Cronograma e objetivos das negociações
Um memorando de entendimento assinado na semana anterior estabeleceu um prazo de 60 dias para a conclusão de um acordo final que abordará não apenas o programa nuclear iraniano, mas também o levantamento das sanções econômicas impostas contra o país. As conversas preparatórias iniciaram-se neste domingo, conforme informado pelas autoridades suíças que facilitam as discussões.
A chancelaria do Irã anunciou negociações técnicas agendadas para o dia seguinte, envolvendo especialistas iranianos e americanos com a participação de representantes mediadores do Catar e Paquistão. Esta estrutura multilateral de negociação busca criar um ambiente mais inclusivo e equilibrado para as discussões sobre o programa nuclear iraniano.
Tensões relacionadas ao cumprimento do acordo
Apesar das esperanças de progresso, surgiram preocupações quanto à implementação rápida das cláusulas do acordo. O porta-voz da diplomacia iraniana alertou que o protocolo estaria "em risco" se suas disposições não fossem aplicadas com celeridade. Este aviso refere-se especificamente à situação no Líbano, onde enfrentamentos entre Israel e o Hezbollah continuam, apesar do memorando de entendimento assinado em abril.
O comando militar central do Irã anunciou o fechamento do Estreito de Ormuz em resposta aos ataques israelenses no sul do Líbano, considerando-os uma violação do acordo bilateral com os Estados Unidos. Esta via estratégica é crucial para o transporte de petróleo e gás, e seu bloqueio durante grande parte do conflito anterior causou perturbações significativas nos mercados mundiais de energia. Teerã havia concordado em manter o Estreito aberto como parte das disposições do memorando, e o tráfego marítimo foi sendo retomado gradualmente nos últimos dias.

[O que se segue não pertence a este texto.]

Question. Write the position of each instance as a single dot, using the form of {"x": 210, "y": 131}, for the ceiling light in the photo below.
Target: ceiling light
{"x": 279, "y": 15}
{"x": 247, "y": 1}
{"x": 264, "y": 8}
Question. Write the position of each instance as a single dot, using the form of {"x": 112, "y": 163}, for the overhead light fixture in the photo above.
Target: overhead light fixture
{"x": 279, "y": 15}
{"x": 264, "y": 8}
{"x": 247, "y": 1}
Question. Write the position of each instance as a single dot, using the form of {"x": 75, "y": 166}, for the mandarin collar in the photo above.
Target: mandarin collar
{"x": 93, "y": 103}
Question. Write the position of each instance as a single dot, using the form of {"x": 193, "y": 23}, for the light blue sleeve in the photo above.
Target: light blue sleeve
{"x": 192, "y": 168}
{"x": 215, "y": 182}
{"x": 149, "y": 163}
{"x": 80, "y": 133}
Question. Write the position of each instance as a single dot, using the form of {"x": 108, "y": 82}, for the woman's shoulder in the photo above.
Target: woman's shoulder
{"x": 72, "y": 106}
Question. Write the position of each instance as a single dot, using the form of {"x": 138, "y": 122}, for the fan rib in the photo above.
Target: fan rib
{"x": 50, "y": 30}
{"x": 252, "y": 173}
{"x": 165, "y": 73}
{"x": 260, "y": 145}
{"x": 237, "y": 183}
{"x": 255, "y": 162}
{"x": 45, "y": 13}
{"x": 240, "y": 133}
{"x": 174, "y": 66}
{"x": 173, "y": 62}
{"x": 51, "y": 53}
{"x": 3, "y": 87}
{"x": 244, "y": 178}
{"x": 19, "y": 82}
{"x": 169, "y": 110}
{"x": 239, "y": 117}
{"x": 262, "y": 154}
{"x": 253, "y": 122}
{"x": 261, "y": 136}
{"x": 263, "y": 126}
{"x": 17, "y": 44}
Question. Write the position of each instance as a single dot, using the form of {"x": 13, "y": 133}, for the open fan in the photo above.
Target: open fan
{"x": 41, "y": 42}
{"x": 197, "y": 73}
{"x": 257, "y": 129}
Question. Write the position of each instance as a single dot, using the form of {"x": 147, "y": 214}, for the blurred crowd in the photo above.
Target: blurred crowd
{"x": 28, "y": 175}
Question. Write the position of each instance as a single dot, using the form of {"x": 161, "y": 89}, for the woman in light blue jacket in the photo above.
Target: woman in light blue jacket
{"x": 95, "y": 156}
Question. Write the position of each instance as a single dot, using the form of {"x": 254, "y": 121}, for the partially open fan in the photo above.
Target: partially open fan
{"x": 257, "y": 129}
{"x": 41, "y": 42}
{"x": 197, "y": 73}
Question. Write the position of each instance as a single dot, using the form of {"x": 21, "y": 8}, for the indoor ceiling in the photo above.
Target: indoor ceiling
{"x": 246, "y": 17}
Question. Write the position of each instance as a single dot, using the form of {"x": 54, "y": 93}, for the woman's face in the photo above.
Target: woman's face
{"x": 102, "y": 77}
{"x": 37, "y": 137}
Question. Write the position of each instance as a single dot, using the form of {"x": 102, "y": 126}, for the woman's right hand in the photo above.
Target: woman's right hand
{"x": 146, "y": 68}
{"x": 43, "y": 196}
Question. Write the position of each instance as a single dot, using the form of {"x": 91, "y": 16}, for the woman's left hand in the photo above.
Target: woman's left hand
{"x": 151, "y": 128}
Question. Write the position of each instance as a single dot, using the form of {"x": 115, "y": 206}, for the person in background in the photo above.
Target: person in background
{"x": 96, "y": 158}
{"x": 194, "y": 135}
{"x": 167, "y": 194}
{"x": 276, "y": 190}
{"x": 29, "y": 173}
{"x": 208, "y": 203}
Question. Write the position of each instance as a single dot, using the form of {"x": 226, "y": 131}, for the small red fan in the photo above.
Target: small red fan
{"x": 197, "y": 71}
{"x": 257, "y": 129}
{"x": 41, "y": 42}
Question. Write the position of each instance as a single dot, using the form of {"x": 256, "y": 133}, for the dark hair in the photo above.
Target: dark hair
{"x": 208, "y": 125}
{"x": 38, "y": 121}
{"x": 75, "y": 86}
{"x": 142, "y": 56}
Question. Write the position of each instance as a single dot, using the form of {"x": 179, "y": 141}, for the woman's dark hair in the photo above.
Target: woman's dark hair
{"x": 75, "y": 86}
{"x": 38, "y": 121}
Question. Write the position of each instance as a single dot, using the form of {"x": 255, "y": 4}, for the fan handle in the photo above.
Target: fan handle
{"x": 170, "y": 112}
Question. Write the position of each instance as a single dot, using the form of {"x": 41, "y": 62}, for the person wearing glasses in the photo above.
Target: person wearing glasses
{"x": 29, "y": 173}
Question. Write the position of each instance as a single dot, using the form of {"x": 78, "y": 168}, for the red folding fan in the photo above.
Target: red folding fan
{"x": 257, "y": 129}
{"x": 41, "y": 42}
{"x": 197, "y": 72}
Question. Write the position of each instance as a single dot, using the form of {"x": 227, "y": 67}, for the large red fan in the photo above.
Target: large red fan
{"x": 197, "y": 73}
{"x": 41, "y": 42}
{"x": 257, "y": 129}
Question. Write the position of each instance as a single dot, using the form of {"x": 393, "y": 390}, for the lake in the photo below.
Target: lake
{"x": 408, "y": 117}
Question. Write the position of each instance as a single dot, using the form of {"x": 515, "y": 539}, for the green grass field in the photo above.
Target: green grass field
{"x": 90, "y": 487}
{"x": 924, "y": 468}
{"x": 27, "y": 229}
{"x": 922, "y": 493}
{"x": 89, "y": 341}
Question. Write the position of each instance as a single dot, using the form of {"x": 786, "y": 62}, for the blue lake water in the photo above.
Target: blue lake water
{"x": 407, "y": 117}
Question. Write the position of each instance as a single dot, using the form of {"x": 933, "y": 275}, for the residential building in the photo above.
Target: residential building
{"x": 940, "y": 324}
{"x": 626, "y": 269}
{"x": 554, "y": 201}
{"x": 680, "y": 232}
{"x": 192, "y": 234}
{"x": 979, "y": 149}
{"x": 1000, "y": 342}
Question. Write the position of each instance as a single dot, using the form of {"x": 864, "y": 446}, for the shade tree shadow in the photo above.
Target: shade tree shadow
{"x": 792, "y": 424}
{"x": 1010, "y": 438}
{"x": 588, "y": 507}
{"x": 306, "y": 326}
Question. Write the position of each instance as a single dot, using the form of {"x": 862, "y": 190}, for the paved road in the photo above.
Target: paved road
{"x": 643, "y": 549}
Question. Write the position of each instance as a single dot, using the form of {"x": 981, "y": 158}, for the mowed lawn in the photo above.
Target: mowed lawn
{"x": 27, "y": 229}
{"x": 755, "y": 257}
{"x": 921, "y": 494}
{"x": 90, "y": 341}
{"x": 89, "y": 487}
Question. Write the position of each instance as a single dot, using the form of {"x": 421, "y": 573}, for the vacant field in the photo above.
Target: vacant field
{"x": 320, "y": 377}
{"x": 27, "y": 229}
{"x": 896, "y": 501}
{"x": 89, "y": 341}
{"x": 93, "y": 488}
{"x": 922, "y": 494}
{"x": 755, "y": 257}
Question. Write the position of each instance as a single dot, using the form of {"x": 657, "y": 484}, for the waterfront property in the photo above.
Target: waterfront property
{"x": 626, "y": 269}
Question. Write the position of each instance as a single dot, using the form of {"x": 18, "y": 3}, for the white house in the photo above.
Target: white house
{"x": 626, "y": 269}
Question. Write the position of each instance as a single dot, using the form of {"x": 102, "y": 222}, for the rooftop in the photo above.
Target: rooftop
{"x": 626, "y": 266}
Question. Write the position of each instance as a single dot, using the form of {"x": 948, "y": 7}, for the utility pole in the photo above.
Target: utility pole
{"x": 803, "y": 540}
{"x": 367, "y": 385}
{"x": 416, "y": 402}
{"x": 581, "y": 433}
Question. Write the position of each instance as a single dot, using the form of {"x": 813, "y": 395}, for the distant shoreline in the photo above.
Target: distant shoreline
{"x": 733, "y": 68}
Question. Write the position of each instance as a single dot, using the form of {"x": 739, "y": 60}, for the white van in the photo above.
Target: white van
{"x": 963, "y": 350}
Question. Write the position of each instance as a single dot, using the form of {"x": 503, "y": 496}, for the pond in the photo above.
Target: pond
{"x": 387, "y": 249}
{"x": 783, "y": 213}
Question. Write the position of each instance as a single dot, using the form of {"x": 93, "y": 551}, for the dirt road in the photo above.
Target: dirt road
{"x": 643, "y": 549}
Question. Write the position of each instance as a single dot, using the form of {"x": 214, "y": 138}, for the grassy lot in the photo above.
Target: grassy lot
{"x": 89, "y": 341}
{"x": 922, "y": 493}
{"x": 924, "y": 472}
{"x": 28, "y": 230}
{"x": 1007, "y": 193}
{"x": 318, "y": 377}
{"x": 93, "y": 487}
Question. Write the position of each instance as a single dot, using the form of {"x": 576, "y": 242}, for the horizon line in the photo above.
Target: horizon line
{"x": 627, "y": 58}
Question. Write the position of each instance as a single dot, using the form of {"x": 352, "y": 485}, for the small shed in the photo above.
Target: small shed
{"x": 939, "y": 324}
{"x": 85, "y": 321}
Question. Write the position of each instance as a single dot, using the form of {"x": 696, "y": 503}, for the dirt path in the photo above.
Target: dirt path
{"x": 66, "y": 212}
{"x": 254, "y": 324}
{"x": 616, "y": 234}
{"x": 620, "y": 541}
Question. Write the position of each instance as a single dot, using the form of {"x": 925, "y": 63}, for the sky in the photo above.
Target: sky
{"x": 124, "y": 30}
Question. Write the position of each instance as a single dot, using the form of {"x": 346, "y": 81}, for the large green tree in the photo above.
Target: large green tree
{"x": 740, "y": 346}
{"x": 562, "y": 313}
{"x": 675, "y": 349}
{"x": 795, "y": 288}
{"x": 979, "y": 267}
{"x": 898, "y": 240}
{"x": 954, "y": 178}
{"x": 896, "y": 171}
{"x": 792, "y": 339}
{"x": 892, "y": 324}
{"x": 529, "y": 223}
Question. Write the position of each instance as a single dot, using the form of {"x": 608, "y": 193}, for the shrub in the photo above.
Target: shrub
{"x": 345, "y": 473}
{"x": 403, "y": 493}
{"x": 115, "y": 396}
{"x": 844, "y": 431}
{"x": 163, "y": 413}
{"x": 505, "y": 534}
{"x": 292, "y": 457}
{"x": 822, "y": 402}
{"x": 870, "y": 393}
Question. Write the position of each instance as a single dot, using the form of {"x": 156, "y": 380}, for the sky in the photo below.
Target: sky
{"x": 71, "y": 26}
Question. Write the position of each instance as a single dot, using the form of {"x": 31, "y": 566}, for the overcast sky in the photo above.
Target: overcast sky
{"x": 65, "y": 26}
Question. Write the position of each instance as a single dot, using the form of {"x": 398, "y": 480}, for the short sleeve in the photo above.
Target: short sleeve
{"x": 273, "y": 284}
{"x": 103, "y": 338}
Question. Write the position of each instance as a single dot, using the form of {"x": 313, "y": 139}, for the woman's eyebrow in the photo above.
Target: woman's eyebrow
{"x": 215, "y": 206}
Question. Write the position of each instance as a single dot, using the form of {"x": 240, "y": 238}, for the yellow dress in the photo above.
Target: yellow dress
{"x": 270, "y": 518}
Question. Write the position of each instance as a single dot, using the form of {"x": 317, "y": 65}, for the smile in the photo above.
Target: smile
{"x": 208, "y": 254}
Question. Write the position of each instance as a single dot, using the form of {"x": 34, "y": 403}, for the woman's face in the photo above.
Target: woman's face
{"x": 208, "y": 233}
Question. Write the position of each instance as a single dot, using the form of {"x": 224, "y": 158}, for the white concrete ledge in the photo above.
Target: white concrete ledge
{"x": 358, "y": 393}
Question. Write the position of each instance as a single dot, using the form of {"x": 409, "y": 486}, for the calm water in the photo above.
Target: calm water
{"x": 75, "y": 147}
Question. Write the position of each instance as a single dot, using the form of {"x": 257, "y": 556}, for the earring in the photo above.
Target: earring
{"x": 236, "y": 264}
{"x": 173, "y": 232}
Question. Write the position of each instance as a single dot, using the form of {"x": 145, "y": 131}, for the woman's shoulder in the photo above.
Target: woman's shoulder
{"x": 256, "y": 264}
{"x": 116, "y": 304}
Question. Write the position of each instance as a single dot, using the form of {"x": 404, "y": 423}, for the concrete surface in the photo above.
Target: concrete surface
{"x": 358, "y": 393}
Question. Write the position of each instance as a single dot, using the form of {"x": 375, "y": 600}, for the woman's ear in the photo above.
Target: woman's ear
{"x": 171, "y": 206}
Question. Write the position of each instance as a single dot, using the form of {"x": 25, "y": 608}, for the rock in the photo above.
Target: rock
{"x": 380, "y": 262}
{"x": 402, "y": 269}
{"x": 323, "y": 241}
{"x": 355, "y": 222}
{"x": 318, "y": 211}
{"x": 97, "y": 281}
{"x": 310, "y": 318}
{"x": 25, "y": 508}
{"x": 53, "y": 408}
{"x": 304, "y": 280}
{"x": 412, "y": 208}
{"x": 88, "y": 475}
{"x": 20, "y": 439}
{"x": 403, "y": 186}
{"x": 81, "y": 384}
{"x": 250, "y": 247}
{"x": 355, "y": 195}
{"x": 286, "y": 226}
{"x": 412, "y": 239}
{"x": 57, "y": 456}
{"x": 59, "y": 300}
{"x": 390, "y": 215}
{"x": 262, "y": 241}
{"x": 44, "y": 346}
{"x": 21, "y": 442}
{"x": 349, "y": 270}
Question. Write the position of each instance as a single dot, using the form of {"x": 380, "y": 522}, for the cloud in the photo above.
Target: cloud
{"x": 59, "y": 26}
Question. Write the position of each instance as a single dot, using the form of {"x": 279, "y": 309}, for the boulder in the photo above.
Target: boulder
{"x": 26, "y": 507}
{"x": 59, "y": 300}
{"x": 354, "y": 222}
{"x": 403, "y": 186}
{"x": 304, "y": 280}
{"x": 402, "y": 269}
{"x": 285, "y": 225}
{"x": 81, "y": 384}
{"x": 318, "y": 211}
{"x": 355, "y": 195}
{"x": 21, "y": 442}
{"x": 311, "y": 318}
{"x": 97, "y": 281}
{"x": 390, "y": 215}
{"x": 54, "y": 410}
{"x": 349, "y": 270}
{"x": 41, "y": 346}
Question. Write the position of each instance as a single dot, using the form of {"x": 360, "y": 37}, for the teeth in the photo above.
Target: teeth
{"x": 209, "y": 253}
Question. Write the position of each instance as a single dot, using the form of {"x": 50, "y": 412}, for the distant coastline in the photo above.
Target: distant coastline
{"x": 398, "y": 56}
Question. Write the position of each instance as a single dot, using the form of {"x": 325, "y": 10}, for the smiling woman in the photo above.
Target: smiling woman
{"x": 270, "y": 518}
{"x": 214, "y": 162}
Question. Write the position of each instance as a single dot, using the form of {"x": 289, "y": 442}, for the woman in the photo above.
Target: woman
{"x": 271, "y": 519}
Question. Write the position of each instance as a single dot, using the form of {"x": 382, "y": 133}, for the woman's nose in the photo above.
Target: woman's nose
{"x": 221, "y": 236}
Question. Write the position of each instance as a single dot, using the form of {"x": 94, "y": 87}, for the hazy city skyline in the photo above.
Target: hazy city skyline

Situação no Líbano e conformidade com a trégua
As autoridades israelenses informaram que as Forças de Defesa de Israel (FDI) receberam diretrizes atualizadas da liderança política para interromper operações ofensivas no sul do Líbano, limitando-se a ações defensivas dentro da zona de segurança. No entanto, a mídia libanesa relatou ataques aéreos israelenses em aproximadamente 20 localidades, resultando em mais de 30 mortes.
Desde o início da guerra entre Israel e o Hezbollah em 2 de março de 2026, os bombardeios israelenses no Líbano causaram 4.057 mortos, conforme balanço divulgado pelo Ministério da Saúde libanês. Adicionalmente, o exército de Israel confirmou a morte de um soldado, elevando para cinco o total de militares israelenses mortos no Líbano desde a assinatura do memorando de entendimento entre Irã e Estados Unidos.
O Hezbollah alegou que Israel é "totalmente responsável" pelas violações do cessar-fogo, enquanto múltiplos acordos de trégua no Líbano tiveram duração de apenas algumas horas cada. Este padrão de instabilidade contrasta com o cumprimento mais consistente do cessar-fogo acordado entre Irã e Estados Unidos em abril.
Ameaças comerciais e perspectivas futuras
Donald Trump ameaçou impor um pedágio no Estreito de Ormuz caso não haja progresso satisfatório nas negociações sobre o programa nuclear iraniano. Esta possibilidade adiciona pressão tanto a americanos quanto a iranianos para alcançarem um acordo viável dentro do prazo estabelecido de 60 dias. As negociações em curso em Zurique representam um teste crucial da disposição de ambas as partes em resolver diferenças através do diálogo diplomático ao invés de confrontação militar.